Hi all, we have 5 units (emonTX/ emonBASE setups) running remotely from our office, all sending data to Emoncms.org via internet connection, which is generally working quite well.
However, we have had some intermittent failures where the device stops sending data and the emoncms.org screen depicts these as red colour. Generally, in order to resolve the issue, all we need to do is simply turn the power off to the units and this sort “kick starts” the unit and continues recording.
In the case of finding a resolution to the sudden stops, is there a way of getting into the unit and downloading e.g., a log file that might paint a picture for us as to why the failures happen. I can see the logs in emonhub etc from the UI of the emonBASE device but seems a temporary file.
Thanks for the info. I will ssh into the unit next time I’m on site and download the file. Hopefully something will come up on it.
The length of time between failures is intermittent and I wouldn’t rule out the possibility of drops in internet connection in that case e.g., one particular failure happened last weekend during a storm that caused internet outage in the area. Just the more random failures that are probably more difficult to investigate - especially off-site.
What vintage of emonSD images are you running @bez ?
It is strongly advised you do not remove the power without shutting the Pi down first, it can be tempting and seem easier to just flick the switch or remove the power cord but that can have a terminal impact on the sd card.
If you can access the local emoncms instance, which you seem to be able to for accessing the emonhub logs, there should be a restart or shutdown button on the admin page of emoncms. Or you can ssh in and issue a shutdown command. Either will result in a more graceful and less risky shutdown.

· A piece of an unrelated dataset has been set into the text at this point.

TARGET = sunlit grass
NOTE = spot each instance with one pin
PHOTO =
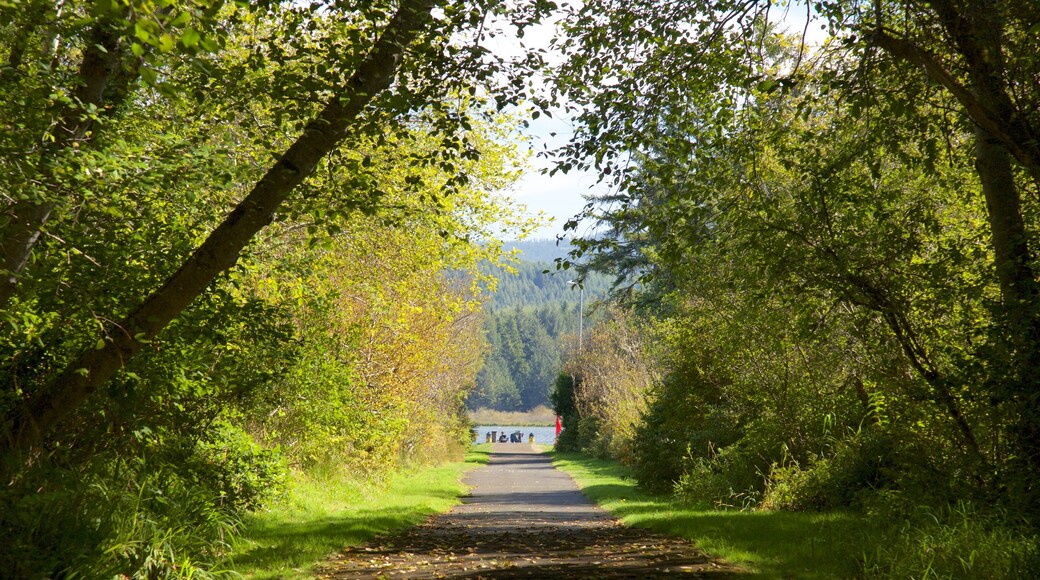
(768, 544)
(292, 538)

If you are running an image dated/released in the last year or so it should be running log2ram which backs up all logs to /var/log.old once every hour AND at (a graceful) shutdown. So if you want recent/historic logs checkout /var/log.old bearing in mind how you shutdown, if pulling the power you may have up to 1 hour missing, but if shutdown gracefully they should all be there.
By “all” I mean not only the emoncms, emonhub and mosquitto etc, but also syslog etc.
P.S. Whilst the logs may help after a reboot, the best time to debug this is when the data is not flowing, before you reboot. As tempting as it is to get things running ASAP, another hour of data loss while you debug (whilst the fault is present) might result in finding the cause and preventing any future loss.
The problem is emonhub controls log rotation and this happens quite quickly so occasional errors are difficult to identify. I did previously suggest a method of being able to extend the volume/timespan of emonhub logs retained for just this reason.
If emonhub is controlling the rotation something is broke. The rotation should be controlled by log2ram. The in-built log rotation in emonhub shouldn’t come into play if log2ram is working/setup correctly.
The settings may not be ideal, for example if a emonhub instance regularly produces 2.5mb per hour, there is a chance it could reach emonhub’s 5mb rotation setting before log2ram runs again due to the 3mb maxsize (2.5 is under the limit and then if 5mb is reached within the hour), ideally that limit should be less than half ie 2mb, but that still won’t cover runaway faults, but that is a different issue.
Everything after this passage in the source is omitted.